All the people aboard cried along with Perito. Three of the Roman ships were at the shores at the evening. Today was a holiday for Syracusians. Goddess Artemis, their patron goddess's birthday was being celebrated in Syracuse. The security nearby the city walls was the minimum as they believed that Artemis would protect them in the nights as a guard.
"Archimedes. You can't use sun rays now. The soldiers are busy in securing the temples. Today is the day Syracuse falls."
Saying these words Perito jumped off his ship and led his forces through the gates. Stenos and Archaeus using Roman ballistics, penetrated the walls, making way for Perito. No one heard the intruders because of the festive din. With a quick guerilla warfare, very unconventional for traditional Roman forces, Perito swiped out the guards. Then after explaining everyone their role, Perito went to the library. He knew that he would find Archimedes there. Perito found an old man scribbling something onto a paper in the dark library. "Syracuse is on siege. Romans shall plunder it." Perito told.
"Leave me alone. I just want to complete my invention in peace", said a thoroughly unsurprised Archimedes. Perito was disgusted with the old man's daunting attitude. He quickly unsheathed his Gladius sword and cut off Archimedes' head. He then held the head in his hand and said," Your head sure is heavy, with all the knowledge that you got. But you could have lived longer if you kept quiet" .
Perito had his revenge. His forces began looting and killing the citizens. The festive green turned into a bloody red in Syracuse. This surprising attack shocked the king of Syracuse. His army was in chaos.

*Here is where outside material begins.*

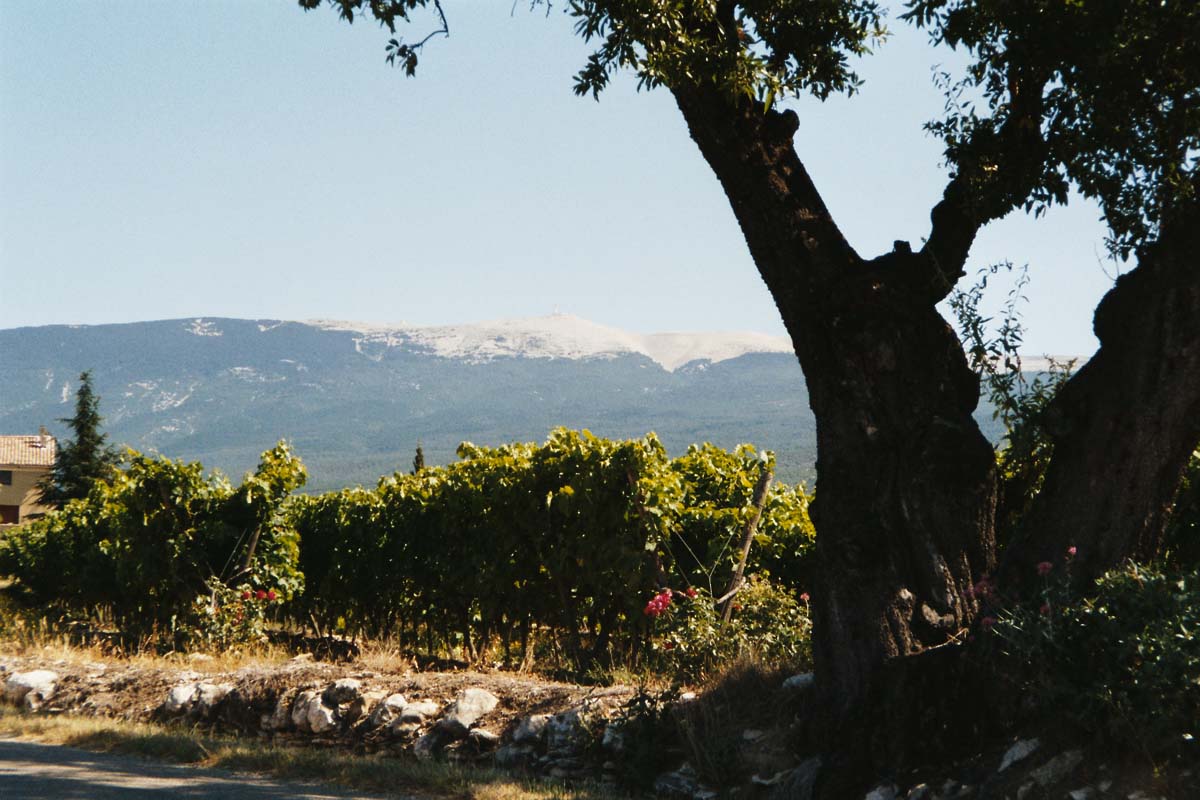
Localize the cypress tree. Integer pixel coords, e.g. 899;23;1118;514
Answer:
37;369;119;506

The king needed his chief adviser Archimedes. A bag came flying and hit the king on his head. He opened the bag and saw the decapitated head of Archimedes.
"Heed this dead man's advice, the king of Syracuse. Or heed mine. Surrender now. To the Emperor of Rome, Caeser Angus", ordered Perito to the jarred king.
Syracuse surrendered to a few hundred Romans. Perito's accomplishment was praised all over the Europa.
Perito was made the governor of the island of Crete for his contributions and he was once again made the commander of the Roman elite force, "Talons And Wings", in the honour of his deceased comrades.
Perito, alongside being a great warrior, was also a skilled tactician and a politician. He needed funds to build boats and an army. For which he brought some senators to his side. He promised few power hungry senators the Opium trade of Syracuse and he fulfilled his promise. Perito received many favours of such sorts. But he was an undoubtedly good governor. He was the first to introduce the concept of tourism to Rome by opening hot springs of Crete for business. Islanders, tired seamen and Emperor Angus himself visited Crete a number of times to savour the hot springs. Soon the concept of conserving ruins became a thing. After the siege of Syracuse, Romans defeated the unified Greece in three bloody consecutive wars. In the process many beautiful temples and palaces were destroyed. Perito helped conserving the culture of Greeks and also made these ruins as tourist spots. Cretes who were Greeks, were highly pleased by their Governor.